Las plegarias fueron anegando el ambiente, sólo los murmullos se podían escuchar --y en un interminable eco-- las voces se fueron impregnando de una densa melancolía que en más de una ocasión obligó al grupo a suspirar como queriendo arrancar de sus tumbas a los atormentados seres cuya luz se había extinguido.
Plegarias que ansiaban abofetear el rostro de quienes por la ambición y el poder, no se habían tocado el corazón para enfrentarlos en una terrorífica lucha de hermanos, quienes con afilados machetes cortaron no solo los cuerpos, sino los sueños y esperanzas para espaciarlos en el olvido, hasta desangrar sus recuerdos en un dantesco festín de idolatría, intolerancia y el más perverso sentimiento de soberbia.
Hubo un momento en que el silencio se apoderó del solitario paraje, tal parecía que los rezos habían exorcizado las almas de los difuntos, que ahora más tranquilos, deambulaban entre los vivos buscando el camino a casa, ese hogar que los recibiera como cada tarde después de las faenas del campo, cuando con algarabía al ver sus jacalitos, el corazón daba brincos de alegría al saber que en unos momentos tendrían entre sus brazos a su amada esposa llenándola de besos al igual que a sus hijos.
Entrar a casa y disfrutar de un jarrito de aromático café endulzado con piloncillo y un buen plato de frijoles --con arto chile-- para finalmente arrullarse con el canto de los grillos y las caricias de su mujer.
La noche acompañó a las desconsoladas mujeres en su pesar, arrastraban los pies levantando senda polvareda, parecía que querían ser enterradas vivas, ¡y que más da! finalmente estaban dejando atrás lo que era su vida, la lúgubre procesión continuó hasta que la noche la devoró completamente.
El silencio de la noche era interrumpido constantemente por sollozos, lamentos, maldiciones, reclamos de las mujeres, que se fueron desojando como flores marchitas, tal como su espíritu, pues ya no sabían que esperar de esta lucha, donde los que en un abrazo de hermandad pelearon unidos para derrocar al tirano, posteriormente envilecidos de soberbia, hacían nuevos bandos para --como jauría-- arrebatarse a la presa en esa hambre insaciable de poder.
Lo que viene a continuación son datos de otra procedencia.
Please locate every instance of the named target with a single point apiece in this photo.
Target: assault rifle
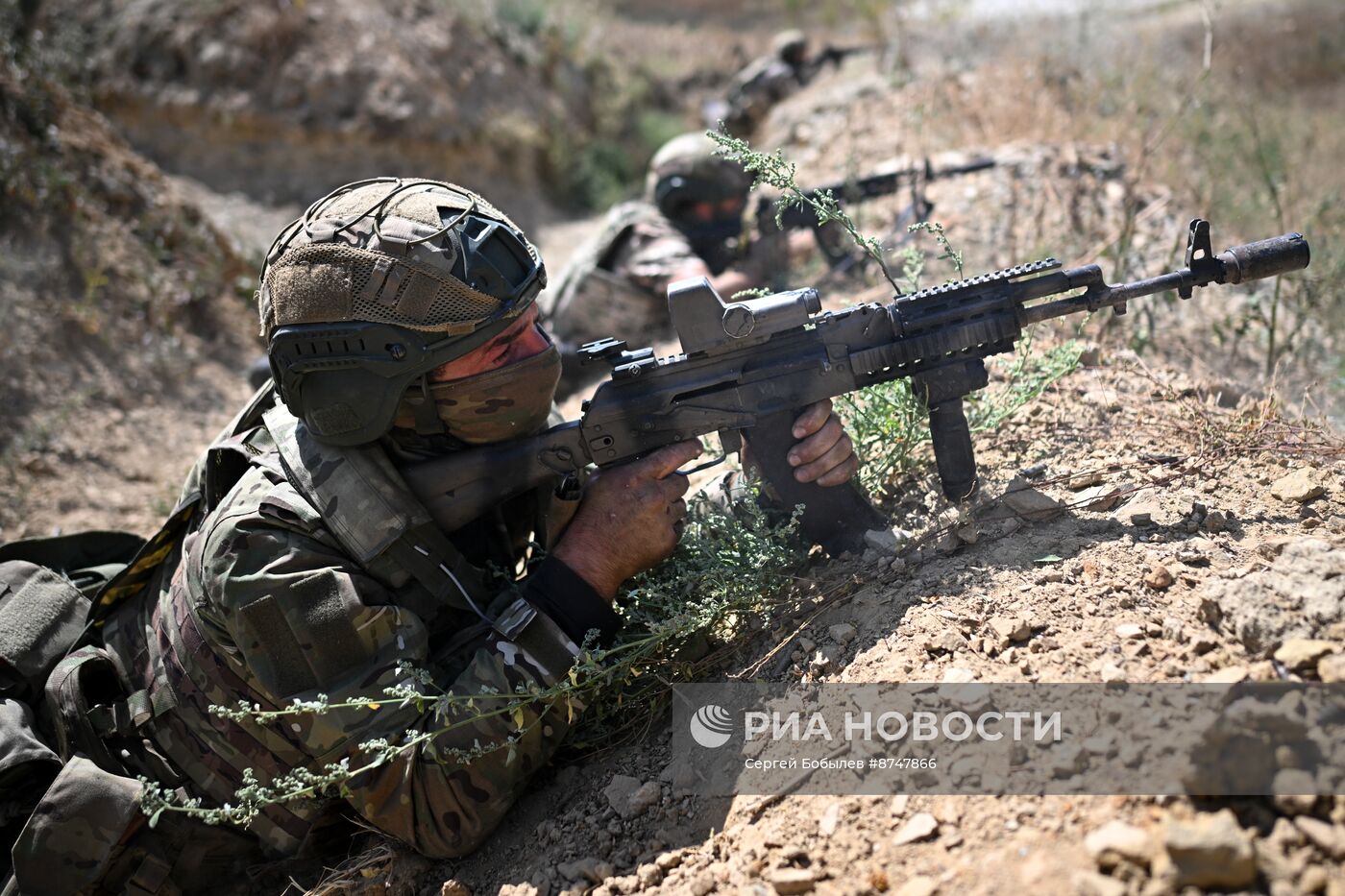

Las 13 tumbas quedaron en silencio, el gélido viento las acariciaba una vez más, como queriendo consolar a los que habían vuelto a sus entrañas y con apagados silbidos, rezar también por ellos: hijos, hermanos, esposos, ¡mártires de la insaciable ambición! ¡Mexicanos que amaron a su patria más que a su vida! Y que como la mayoría de los que lucharon, estaban sepultados – no en la tierra de esa desolada parcela—sino en el corazón y pensamiento de los que lograron sobrevivir y que ahora luchaban con sus propios fantasmas, tratando de recuperar sus desoladas almas de los escombros de la infernal lucha de hermanos.